概要: 工芸品やオブジェなどはこわれやすいため、通常博物館の展示物に視覚障害者の方は、触れることはできません。

目的: Artec Eva を使用して、2つのイタリアの博物館で展示物を3Dスキャンし、デジタルキャプチャ。3Dモデルを印刷して、視覚に障害のある方でも歴史的遺物を触って感じることができるようにします。

利用ツール: Artec Eva

ARTECのイタリアのパートナーである3DZ社は目の不自由な方も展示品を楽しめるよう地域の博物館や美術館の展示品の3Dプリントのレプリカを作成しています

博物館や美術館での展示が体験型であれば、いつもより充実した体験が出来ること請け合いです。しかし、このような体験型展示は、展示品が壊れやすいため、ほとんどの博物館や美術館で「お手に触れずにご覧ください」という規則があり、通常、目に問題のない人だけが楽しめるものとなっています。

ARTECのイタリアのパートナーである3DZ社は、マルザボット国立エトルリア博物館(National Etruscan Museum of Marzabotto)とフェラーラ国立考古学博物館(National Archaeological Museum of Ferrara)という2つの地元の博物館でARTEC Evaを使って3Dデジタル展示を始めました。Evaを使って作成された3Dモデルは、セラミックや大理石、ブロンズなど現物に最も近いマテリアルを使って作成され、目の不自由な美術愛好者たちが遺物の形や手触りを感じることが可能となっています。

古代ギリシャで使用されていたアッテカ・クラテール(セラミック製)。スピナの共同墓地から発掘。紀元前3世紀頃制作。フェラーラ国立考古学博物館(イタリア)収蔵。

3DZ社はこれまでにもたくさんの文化遺産の保全プロジェクトに携わってきましたが、2014年に他社と提携してCultural Association 3D Labを設立し、実際に博物館や美術館に来ることができない人たちのためのオンライン3Dギャラリー、点字カード、音声ガイドを作成するための3D ArcheoLabプロジェクトを立ち上げました。

3D ArcheoLabのジュリオ・ビリアーディさんは、目や体の不自由な人たちが楽しめる触知型体験を可能にしたのはARTEC Evaであったと言います。
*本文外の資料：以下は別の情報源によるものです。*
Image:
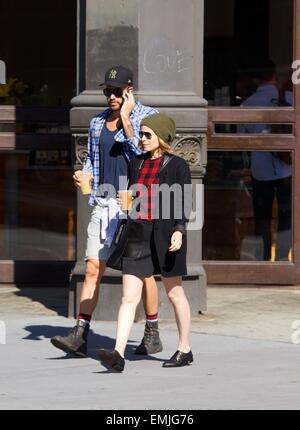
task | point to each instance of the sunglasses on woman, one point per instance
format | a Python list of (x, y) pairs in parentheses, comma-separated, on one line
[(145, 134), (117, 92)]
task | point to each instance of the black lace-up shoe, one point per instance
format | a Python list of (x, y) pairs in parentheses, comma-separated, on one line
[(76, 341), (179, 359), (111, 360), (151, 343)]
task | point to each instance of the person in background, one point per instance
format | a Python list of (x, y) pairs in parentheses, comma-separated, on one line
[(271, 173)]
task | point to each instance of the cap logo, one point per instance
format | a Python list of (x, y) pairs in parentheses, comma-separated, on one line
[(113, 74)]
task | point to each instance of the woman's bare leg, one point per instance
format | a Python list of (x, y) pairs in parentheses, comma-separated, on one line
[(181, 306), (132, 293)]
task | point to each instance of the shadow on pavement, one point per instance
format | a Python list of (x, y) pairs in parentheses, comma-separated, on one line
[(53, 298), (95, 341)]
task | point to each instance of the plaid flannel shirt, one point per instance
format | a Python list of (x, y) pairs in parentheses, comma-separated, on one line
[(148, 176), (130, 146)]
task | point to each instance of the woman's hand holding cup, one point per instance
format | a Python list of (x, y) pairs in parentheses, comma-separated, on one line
[(83, 180)]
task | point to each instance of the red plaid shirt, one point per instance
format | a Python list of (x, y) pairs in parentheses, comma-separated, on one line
[(148, 176)]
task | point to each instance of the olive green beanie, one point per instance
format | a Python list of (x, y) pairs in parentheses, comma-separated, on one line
[(163, 126)]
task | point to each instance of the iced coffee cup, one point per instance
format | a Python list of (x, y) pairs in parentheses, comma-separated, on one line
[(125, 198), (85, 184)]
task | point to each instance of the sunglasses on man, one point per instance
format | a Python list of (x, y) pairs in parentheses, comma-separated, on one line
[(117, 92)]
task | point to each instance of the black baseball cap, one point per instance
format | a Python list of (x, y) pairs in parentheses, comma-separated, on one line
[(118, 76)]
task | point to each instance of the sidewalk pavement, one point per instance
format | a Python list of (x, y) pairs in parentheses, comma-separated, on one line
[(243, 350)]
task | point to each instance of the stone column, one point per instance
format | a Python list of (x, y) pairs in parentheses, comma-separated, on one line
[(162, 42)]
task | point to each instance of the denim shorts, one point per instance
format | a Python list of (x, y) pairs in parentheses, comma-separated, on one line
[(96, 248)]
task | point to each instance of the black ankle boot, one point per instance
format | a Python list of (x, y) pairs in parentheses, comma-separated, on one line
[(151, 343), (76, 341), (111, 360), (180, 359)]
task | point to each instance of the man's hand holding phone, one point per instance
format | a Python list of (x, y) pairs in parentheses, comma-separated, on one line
[(128, 104)]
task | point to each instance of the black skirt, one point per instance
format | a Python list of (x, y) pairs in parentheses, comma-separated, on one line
[(140, 256)]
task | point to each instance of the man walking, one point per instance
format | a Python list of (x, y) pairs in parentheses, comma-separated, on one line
[(113, 141)]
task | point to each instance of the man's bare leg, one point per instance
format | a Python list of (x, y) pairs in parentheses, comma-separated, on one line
[(90, 291), (76, 341)]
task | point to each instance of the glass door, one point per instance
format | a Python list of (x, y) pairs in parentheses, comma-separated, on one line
[(37, 198), (251, 203)]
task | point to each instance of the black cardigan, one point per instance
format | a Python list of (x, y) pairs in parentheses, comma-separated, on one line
[(174, 170)]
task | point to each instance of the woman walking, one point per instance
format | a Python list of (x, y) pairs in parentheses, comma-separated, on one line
[(156, 243)]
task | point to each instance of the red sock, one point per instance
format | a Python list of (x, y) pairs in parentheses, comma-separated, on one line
[(152, 318), (85, 318)]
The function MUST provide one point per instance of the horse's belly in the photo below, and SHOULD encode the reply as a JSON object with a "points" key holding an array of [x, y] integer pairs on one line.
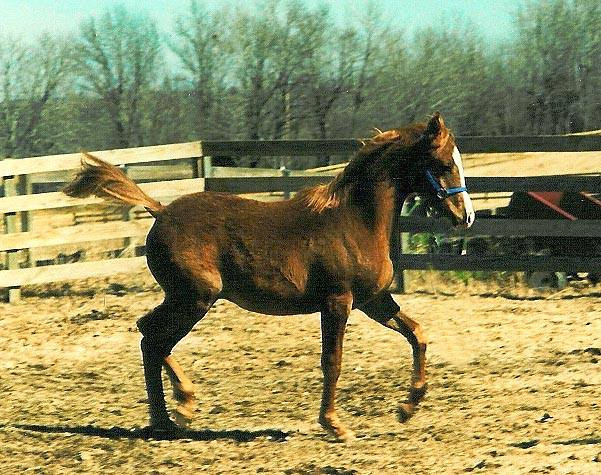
{"points": [[271, 304]]}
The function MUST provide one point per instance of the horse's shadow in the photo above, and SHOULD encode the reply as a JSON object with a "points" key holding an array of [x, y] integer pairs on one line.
{"points": [[146, 433]]}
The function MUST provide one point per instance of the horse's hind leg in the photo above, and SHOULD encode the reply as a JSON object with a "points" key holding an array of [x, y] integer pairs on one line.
{"points": [[384, 310], [183, 391], [162, 329], [333, 323]]}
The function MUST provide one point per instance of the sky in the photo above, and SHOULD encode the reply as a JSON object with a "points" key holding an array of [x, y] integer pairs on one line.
{"points": [[492, 18]]}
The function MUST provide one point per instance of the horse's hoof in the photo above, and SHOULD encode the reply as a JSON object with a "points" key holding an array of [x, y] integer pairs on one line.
{"points": [[183, 416], [405, 411], [336, 429], [416, 394]]}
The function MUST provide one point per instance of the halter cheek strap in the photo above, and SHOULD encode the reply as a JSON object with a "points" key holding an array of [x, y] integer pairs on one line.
{"points": [[442, 192]]}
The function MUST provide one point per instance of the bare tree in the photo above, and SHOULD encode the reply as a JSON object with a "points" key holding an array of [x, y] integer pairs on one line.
{"points": [[30, 75], [200, 47], [119, 60]]}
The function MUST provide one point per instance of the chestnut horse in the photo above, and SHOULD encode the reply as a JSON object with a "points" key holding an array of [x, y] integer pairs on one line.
{"points": [[325, 250]]}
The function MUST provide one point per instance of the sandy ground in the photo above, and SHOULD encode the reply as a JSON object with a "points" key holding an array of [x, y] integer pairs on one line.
{"points": [[514, 387]]}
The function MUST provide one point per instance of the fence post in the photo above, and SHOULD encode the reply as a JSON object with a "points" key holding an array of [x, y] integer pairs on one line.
{"points": [[25, 187], [203, 166], [10, 227], [285, 173]]}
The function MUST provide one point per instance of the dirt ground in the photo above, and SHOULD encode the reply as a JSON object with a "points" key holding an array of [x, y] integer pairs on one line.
{"points": [[514, 386]]}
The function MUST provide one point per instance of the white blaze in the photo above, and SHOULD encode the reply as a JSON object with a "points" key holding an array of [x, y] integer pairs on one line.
{"points": [[467, 201]]}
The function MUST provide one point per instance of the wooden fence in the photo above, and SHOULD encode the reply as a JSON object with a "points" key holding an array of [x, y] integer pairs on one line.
{"points": [[20, 175]]}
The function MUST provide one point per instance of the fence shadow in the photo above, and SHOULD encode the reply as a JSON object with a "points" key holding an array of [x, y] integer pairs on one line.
{"points": [[238, 435]]}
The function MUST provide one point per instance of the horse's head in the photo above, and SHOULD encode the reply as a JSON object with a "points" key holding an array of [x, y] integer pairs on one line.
{"points": [[433, 169]]}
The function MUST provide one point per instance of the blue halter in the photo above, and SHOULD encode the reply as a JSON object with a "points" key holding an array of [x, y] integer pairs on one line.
{"points": [[442, 192]]}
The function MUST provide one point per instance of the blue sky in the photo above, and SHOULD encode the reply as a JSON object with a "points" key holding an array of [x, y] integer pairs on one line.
{"points": [[492, 18]]}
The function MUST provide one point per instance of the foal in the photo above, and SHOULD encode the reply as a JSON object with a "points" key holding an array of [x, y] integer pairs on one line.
{"points": [[327, 250]]}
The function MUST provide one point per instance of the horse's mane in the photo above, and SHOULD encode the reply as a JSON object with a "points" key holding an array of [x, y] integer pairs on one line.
{"points": [[330, 195]]}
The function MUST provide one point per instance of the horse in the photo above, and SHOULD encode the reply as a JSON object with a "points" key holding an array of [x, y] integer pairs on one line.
{"points": [[327, 249]]}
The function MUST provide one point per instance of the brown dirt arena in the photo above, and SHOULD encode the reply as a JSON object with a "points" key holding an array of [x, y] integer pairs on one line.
{"points": [[514, 386]]}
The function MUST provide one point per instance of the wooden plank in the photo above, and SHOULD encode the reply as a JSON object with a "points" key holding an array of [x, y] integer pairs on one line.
{"points": [[591, 183], [52, 163], [78, 270], [589, 228], [58, 199], [267, 148], [155, 153], [529, 143], [500, 263], [75, 234], [263, 184]]}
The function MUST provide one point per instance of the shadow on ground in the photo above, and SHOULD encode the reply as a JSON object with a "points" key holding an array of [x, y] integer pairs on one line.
{"points": [[146, 433]]}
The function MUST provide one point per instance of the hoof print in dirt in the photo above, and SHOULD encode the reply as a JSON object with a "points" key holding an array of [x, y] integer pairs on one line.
{"points": [[405, 411]]}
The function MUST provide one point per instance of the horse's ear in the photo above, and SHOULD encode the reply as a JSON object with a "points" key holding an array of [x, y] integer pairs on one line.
{"points": [[435, 133], [435, 125]]}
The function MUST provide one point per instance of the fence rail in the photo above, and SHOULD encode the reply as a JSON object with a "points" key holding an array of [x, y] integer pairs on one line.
{"points": [[193, 160]]}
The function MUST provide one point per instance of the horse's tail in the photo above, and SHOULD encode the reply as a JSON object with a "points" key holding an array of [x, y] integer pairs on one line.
{"points": [[104, 180]]}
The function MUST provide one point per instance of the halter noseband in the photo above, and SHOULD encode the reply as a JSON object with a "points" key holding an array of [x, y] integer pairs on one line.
{"points": [[442, 192]]}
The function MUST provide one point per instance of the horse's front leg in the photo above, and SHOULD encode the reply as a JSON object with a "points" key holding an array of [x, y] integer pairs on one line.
{"points": [[384, 310], [333, 324]]}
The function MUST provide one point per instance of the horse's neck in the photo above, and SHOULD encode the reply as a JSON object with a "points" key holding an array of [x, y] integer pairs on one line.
{"points": [[376, 202]]}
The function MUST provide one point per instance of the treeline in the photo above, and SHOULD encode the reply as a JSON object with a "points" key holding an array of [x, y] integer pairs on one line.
{"points": [[288, 71]]}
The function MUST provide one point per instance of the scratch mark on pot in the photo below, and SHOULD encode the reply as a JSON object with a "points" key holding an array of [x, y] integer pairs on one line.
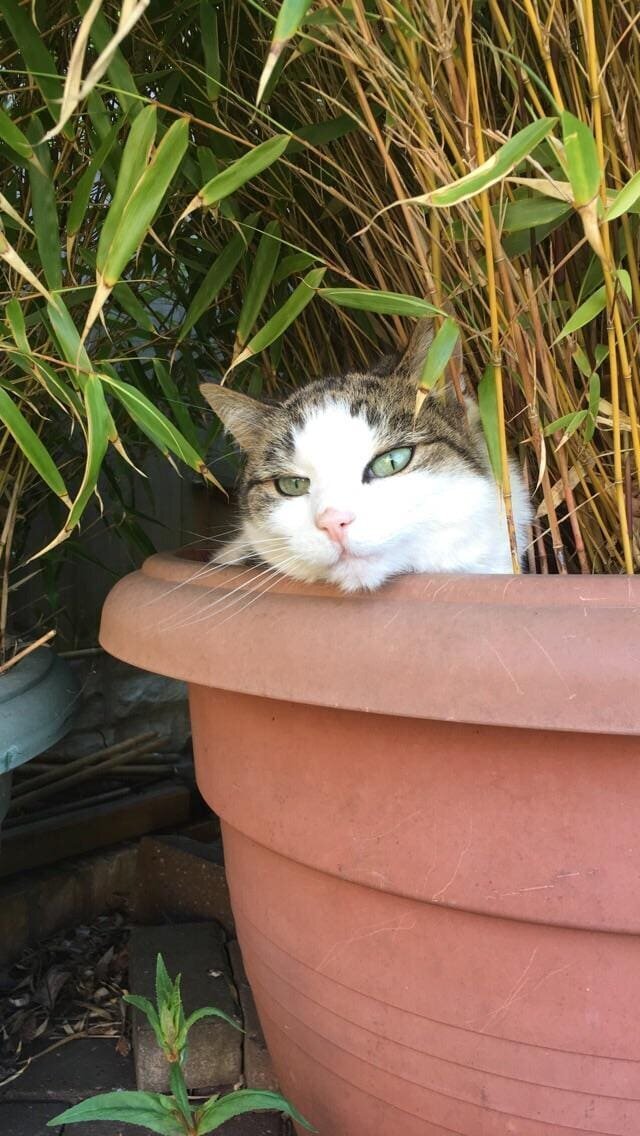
{"points": [[438, 895], [504, 666], [521, 891], [441, 589], [521, 988], [395, 828], [405, 924], [549, 660]]}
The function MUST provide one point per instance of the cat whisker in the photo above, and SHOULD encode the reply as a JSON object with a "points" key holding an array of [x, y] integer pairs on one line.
{"points": [[202, 612], [232, 599], [168, 625], [258, 596]]}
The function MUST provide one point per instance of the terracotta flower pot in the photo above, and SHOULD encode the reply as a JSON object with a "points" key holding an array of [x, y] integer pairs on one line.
{"points": [[431, 811]]}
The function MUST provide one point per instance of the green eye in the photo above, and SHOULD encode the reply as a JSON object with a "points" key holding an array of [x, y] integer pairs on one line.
{"points": [[391, 462], [292, 486]]}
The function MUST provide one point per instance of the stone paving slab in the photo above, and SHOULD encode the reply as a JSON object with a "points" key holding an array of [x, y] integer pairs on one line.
{"points": [[215, 1050], [180, 879]]}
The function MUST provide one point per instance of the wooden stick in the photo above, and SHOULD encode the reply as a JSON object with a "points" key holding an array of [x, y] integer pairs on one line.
{"points": [[60, 784], [125, 746], [22, 654]]}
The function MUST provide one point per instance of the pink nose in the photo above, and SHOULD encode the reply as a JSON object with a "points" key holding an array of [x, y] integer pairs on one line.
{"points": [[334, 523]]}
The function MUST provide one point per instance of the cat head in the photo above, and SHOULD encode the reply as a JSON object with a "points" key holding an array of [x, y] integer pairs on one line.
{"points": [[343, 484]]}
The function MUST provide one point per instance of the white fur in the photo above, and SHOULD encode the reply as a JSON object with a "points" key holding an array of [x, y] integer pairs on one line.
{"points": [[415, 520]]}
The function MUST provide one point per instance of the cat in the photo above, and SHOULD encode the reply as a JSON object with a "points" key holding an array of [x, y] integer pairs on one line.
{"points": [[343, 484]]}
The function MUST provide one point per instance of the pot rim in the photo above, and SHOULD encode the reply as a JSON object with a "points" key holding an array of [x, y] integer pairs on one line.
{"points": [[520, 651]]}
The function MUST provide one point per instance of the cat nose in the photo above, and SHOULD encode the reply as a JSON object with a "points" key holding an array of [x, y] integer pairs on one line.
{"points": [[334, 523]]}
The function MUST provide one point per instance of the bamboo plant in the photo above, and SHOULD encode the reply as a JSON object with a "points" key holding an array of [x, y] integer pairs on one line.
{"points": [[262, 192]]}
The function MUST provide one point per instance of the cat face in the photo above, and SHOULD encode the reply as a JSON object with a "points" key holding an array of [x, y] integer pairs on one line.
{"points": [[343, 484]]}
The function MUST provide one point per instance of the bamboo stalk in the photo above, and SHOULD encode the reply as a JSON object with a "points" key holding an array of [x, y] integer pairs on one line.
{"points": [[56, 784], [96, 756]]}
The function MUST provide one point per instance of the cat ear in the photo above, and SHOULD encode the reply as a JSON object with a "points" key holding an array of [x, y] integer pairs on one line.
{"points": [[413, 360], [240, 415]]}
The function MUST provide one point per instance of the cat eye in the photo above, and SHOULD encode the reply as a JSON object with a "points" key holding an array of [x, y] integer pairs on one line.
{"points": [[388, 464], [292, 486]]}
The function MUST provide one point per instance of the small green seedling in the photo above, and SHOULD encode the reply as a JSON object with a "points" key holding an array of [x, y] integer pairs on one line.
{"points": [[172, 1113]]}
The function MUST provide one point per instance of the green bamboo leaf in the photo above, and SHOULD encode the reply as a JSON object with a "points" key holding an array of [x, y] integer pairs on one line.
{"points": [[44, 209], [387, 303], [439, 353], [592, 307], [294, 262], [210, 48], [146, 200], [16, 322], [138, 215], [31, 445], [176, 401], [129, 302], [488, 407], [215, 280], [251, 164], [210, 1011], [133, 163], [593, 406], [64, 394], [290, 16], [582, 362], [147, 1110], [566, 423], [283, 317], [14, 136], [259, 278], [625, 199], [496, 167], [156, 425], [216, 1112], [36, 56], [82, 192], [67, 337], [581, 151]]}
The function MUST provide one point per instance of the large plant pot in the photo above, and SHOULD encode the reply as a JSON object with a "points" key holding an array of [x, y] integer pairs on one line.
{"points": [[38, 699], [430, 801]]}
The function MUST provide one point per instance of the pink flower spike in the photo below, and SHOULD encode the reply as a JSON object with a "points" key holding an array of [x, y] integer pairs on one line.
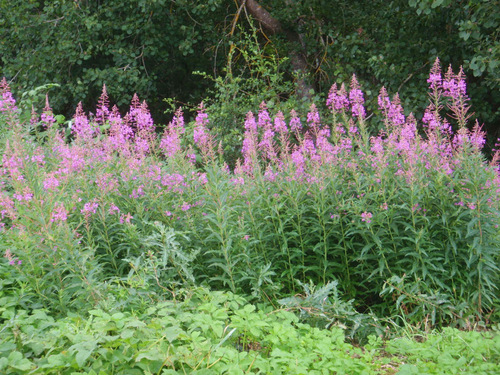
{"points": [[366, 217]]}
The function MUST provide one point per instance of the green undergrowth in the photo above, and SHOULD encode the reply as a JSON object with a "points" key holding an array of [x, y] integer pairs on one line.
{"points": [[207, 332]]}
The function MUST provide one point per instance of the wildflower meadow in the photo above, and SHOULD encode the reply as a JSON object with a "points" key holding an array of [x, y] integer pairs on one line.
{"points": [[131, 248]]}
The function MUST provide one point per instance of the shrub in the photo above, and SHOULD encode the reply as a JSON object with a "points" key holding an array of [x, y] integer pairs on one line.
{"points": [[406, 221]]}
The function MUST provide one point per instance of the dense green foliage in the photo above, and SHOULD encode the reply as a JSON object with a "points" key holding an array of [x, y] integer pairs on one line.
{"points": [[127, 251], [219, 333], [152, 47]]}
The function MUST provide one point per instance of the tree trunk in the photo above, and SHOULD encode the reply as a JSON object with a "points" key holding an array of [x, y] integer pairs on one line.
{"points": [[297, 53]]}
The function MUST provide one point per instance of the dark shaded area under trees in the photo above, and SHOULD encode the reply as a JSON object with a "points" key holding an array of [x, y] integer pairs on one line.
{"points": [[281, 51]]}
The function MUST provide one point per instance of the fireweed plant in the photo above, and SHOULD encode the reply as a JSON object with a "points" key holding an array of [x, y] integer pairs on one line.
{"points": [[404, 222]]}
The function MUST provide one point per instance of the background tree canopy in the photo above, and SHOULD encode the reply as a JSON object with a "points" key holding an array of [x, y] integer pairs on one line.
{"points": [[281, 51]]}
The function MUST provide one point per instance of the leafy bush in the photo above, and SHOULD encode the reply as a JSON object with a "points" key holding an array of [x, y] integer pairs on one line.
{"points": [[219, 332], [405, 222]]}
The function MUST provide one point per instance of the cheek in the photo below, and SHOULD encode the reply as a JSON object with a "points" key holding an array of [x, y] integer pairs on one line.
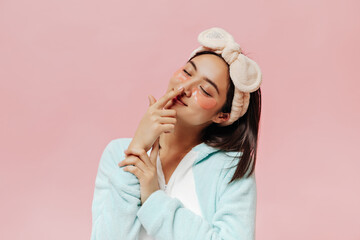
{"points": [[180, 76], [203, 101]]}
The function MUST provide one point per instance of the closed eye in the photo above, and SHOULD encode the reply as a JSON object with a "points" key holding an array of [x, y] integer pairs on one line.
{"points": [[205, 91], [186, 72]]}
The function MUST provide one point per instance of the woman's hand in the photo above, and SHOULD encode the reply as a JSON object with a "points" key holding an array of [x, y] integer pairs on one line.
{"points": [[156, 120], [145, 169]]}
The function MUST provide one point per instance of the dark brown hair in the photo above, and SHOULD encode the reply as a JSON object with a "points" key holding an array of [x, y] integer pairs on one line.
{"points": [[241, 135]]}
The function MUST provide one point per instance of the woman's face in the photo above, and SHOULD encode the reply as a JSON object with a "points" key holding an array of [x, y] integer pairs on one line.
{"points": [[205, 79]]}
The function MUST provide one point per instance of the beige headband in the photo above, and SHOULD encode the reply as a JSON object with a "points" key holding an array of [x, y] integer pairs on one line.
{"points": [[244, 72]]}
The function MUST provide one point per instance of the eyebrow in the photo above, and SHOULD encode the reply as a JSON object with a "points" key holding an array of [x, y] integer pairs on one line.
{"points": [[205, 78]]}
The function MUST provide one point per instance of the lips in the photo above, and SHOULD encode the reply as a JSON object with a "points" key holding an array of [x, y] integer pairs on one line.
{"points": [[178, 99]]}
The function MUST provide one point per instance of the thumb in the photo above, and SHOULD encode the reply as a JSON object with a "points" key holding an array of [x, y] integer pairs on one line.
{"points": [[152, 100]]}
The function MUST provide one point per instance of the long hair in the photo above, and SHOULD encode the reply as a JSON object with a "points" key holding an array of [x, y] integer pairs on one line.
{"points": [[241, 135]]}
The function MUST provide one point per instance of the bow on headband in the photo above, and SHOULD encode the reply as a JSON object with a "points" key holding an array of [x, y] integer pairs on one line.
{"points": [[244, 72]]}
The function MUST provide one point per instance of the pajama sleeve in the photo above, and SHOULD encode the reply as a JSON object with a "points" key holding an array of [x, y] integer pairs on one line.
{"points": [[166, 218], [116, 199]]}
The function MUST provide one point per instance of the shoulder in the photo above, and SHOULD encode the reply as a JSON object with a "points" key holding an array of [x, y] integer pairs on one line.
{"points": [[118, 144]]}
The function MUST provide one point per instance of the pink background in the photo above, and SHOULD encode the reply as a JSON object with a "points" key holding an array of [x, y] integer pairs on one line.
{"points": [[76, 74]]}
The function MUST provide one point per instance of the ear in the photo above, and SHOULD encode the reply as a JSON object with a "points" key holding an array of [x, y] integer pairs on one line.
{"points": [[221, 117]]}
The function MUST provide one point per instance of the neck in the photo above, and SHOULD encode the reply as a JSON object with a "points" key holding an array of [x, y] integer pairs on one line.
{"points": [[182, 139]]}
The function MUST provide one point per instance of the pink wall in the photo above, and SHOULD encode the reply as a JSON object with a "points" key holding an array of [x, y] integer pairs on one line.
{"points": [[76, 74]]}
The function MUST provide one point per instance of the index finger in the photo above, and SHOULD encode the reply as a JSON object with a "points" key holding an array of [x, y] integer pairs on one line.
{"points": [[167, 97]]}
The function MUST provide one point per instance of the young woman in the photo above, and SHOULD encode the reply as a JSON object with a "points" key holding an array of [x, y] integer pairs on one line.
{"points": [[199, 180]]}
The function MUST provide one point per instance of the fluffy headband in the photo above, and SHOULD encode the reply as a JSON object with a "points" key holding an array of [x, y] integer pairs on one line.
{"points": [[244, 72]]}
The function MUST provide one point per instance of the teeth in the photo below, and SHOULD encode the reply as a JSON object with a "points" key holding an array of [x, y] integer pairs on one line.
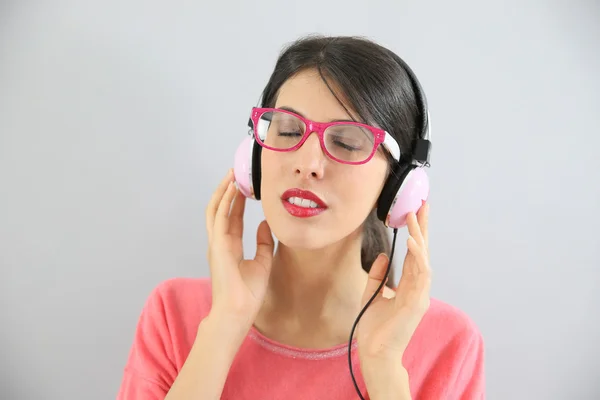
{"points": [[302, 202]]}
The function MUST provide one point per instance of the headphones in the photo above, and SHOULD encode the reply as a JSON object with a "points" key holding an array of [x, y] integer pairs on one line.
{"points": [[405, 190]]}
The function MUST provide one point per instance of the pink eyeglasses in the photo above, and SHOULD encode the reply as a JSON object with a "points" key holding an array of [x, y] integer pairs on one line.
{"points": [[346, 142]]}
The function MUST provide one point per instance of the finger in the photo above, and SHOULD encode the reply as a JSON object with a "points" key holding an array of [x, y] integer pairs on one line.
{"points": [[236, 218], [215, 199], [264, 246], [420, 272], [413, 290], [377, 274], [221, 226], [414, 229], [423, 220]]}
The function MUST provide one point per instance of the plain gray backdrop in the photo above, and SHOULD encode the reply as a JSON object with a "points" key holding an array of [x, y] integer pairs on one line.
{"points": [[119, 118]]}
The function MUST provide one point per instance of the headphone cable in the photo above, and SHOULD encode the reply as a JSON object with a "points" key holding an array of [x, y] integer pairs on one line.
{"points": [[363, 311]]}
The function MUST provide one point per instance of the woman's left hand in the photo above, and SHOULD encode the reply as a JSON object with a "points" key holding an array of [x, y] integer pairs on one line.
{"points": [[388, 324]]}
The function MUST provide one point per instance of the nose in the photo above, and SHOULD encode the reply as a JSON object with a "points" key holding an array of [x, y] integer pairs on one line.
{"points": [[310, 159]]}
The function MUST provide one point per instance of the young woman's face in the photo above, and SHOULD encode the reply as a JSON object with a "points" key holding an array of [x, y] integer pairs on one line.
{"points": [[348, 192]]}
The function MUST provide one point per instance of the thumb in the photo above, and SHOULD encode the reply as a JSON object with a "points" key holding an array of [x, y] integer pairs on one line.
{"points": [[264, 245], [377, 274]]}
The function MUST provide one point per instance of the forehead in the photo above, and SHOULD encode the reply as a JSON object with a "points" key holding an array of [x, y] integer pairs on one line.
{"points": [[307, 93]]}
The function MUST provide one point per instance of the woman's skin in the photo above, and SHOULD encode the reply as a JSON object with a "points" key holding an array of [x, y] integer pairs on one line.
{"points": [[310, 291]]}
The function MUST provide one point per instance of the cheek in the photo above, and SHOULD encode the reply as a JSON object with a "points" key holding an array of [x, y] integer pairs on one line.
{"points": [[271, 170]]}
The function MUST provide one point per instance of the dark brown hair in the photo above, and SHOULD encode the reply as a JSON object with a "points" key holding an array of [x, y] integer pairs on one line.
{"points": [[375, 86]]}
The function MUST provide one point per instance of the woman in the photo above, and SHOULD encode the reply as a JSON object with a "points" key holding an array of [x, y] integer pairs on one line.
{"points": [[277, 326]]}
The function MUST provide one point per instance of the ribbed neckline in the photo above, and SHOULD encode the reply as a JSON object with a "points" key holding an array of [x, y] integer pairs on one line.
{"points": [[298, 352]]}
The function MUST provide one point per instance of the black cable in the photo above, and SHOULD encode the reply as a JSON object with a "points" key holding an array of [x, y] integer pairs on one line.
{"points": [[363, 311]]}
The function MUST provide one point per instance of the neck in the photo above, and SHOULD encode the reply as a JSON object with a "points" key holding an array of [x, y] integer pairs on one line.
{"points": [[315, 291]]}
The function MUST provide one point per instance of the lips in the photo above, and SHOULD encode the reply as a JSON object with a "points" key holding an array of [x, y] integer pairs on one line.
{"points": [[302, 203]]}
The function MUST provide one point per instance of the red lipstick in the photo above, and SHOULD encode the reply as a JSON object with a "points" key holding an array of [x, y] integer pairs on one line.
{"points": [[302, 203]]}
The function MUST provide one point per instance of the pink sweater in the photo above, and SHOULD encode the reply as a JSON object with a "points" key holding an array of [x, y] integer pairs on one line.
{"points": [[444, 359]]}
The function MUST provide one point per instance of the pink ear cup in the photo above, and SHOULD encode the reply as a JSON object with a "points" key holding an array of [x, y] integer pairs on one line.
{"points": [[242, 167], [411, 196]]}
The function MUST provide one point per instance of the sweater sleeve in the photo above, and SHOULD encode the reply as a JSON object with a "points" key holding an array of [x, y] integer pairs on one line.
{"points": [[150, 370], [469, 383]]}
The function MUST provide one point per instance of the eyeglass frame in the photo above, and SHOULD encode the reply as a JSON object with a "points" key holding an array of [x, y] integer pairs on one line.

「私たちの文化遺産にアクセスできるのはすべての人の権利であると考えていますが、その一方で、残念なことに多くの美術館や博物館では、目や体の不自由な人々が充分に楽しむための設備が整っていないことが実情です。」と、ビリアーディさん。

エトルリアの納骨つぼ(テラコッタ製)にマラトンの戦いでアテネの英雄「エケトロス」が敵を駆逐する姿が描かれている。紀元前2~1世紀頃制作。イタリアフェラーラ国立考古学博物館収蔵。ウンブリア国立考古学博物館(イタリア)収蔵。

ARTEC Evaは、点字カードや音声ガイドと共に、これまでは文化的な経験を楽しむことが出来なかった多くの人に文化遺産を楽しんでいただくための道を開きました。